# Funkrauchmelder mit Logo! abfragen



## TBFoto (17 Juli 2017)

Guten Morgen,

ich hoffe ich bin hier richtig. Habe schon Google ein wenig bemüht aber noch nicht wirklich Antworten bekommen.

Ich habe in unserem Haus die Rollläden und "etwas" Licht mit Logo! 8 automatisiert.
Nun habe ich das ganze Haus mit Nemaxx HW-2 Funkrauchmeldern ausgestattet. (Absichtlich keinen Link gepostet, weiß nicht ob gewünscht)

Ich hätte nun gerne, dass, wenn die Rauchmelder anschlagen, die Rollläden in die Höhe fahren und das Licht angeht.
Wie greife ich das Funksignal ab und werte es aus? Sollte 433MHz sein.

Gibt es da etwas fertiges? Oder löst man das Ganze am Besten mit einem Arduino o.ä.?

Vielen Dank schon mal für die Hilfe.


----------



## Stero (17 Juli 2017)

Keine Ahnung ob es klappt:
Alten Funkrauchmelder zerlegen, mit den anderen koppeln und damit statt des Piepers einen DI der Logo ansteuern.


----------



## TBFoto (17 Juli 2017)

Ah, coole Idee, danke.

Werd mal den Pieper raus nehmen und messen, wieviel Volt ich da raus bekomm.
Dann hinten nen Koppler dran und direkt an den DI der Logo - so sollte es klappen.

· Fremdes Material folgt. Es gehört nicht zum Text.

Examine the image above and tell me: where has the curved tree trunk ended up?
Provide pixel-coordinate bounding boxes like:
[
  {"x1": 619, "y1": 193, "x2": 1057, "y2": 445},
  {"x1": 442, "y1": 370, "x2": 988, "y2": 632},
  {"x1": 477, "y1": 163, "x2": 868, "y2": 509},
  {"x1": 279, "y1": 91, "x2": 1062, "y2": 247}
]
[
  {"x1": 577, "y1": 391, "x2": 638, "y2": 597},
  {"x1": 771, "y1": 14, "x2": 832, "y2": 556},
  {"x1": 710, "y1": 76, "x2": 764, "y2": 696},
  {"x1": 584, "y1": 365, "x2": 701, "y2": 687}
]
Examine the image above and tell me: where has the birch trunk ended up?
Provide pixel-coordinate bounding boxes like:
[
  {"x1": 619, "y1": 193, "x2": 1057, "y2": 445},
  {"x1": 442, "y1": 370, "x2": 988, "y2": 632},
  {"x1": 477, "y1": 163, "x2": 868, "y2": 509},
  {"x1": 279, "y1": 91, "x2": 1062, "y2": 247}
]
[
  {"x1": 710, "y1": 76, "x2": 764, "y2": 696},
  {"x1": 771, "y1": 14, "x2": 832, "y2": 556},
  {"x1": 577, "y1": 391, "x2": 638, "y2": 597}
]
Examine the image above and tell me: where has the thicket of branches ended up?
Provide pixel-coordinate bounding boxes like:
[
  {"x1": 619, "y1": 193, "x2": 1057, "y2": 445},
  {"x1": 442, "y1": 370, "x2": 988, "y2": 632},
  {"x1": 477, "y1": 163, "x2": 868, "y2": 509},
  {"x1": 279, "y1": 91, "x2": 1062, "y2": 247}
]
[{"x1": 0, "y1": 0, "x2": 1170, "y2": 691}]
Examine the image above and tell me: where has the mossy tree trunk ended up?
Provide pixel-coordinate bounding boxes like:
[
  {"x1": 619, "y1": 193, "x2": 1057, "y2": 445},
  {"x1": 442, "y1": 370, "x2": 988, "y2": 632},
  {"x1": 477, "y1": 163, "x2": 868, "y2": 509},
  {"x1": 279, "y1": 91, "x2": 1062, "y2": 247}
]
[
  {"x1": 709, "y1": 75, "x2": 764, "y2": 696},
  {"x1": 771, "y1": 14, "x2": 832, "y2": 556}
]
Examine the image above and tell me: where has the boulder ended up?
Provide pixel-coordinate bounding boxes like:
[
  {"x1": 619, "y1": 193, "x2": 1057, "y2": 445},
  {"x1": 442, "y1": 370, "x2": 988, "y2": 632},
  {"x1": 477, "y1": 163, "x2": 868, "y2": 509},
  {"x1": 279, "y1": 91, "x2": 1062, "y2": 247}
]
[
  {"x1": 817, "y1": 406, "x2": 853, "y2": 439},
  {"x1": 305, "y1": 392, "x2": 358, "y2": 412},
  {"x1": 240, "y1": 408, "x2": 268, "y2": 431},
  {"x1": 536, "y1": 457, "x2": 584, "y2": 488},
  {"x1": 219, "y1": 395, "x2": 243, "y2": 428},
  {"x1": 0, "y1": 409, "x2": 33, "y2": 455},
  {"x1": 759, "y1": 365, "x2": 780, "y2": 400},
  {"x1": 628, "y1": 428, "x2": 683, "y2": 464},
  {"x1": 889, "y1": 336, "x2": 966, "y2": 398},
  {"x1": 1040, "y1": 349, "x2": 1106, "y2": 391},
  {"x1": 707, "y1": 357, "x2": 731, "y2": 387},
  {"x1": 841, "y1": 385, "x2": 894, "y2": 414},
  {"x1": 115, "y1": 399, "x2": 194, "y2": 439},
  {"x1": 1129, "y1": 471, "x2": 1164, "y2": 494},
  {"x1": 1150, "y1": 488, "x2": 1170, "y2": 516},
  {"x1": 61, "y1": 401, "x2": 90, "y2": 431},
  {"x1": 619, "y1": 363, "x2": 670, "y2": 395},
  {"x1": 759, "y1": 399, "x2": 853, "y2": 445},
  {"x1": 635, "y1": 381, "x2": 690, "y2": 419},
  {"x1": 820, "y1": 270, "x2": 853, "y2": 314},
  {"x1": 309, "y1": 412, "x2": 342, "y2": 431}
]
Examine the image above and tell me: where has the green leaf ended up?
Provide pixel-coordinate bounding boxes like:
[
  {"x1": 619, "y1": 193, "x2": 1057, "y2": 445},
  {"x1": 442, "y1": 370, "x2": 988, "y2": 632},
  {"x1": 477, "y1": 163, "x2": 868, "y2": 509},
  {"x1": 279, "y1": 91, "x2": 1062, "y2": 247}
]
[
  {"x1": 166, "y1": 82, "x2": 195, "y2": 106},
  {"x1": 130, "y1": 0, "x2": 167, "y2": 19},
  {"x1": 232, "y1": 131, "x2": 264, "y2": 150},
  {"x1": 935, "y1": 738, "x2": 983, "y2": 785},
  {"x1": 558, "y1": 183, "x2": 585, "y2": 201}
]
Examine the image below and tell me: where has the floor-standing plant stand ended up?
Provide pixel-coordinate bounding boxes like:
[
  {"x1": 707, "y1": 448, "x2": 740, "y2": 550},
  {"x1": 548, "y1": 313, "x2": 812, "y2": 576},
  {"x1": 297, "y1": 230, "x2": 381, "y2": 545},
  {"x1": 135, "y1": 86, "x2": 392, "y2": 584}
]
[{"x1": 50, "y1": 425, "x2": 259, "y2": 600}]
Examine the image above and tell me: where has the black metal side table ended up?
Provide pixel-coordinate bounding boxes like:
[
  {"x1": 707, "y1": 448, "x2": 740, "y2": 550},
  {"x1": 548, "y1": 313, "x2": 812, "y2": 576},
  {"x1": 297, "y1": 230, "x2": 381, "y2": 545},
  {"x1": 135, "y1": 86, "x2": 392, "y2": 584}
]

Danke, hier und da braucht es nur einen winzigen Gedanken 
Liebe Grüße


----------



## Stero (17 Juli 2017)

http://www.wikidorf.de/reintechnisch/Inhalt/RauchmelderExperimente
Wenn das bei deinen Meldern zutrifft gib mal ne Rückmeldung.
Das Signal ggf. auf einen 0-10V AI und fertig. Der Versuch muss zeigen ob's klappt.


----------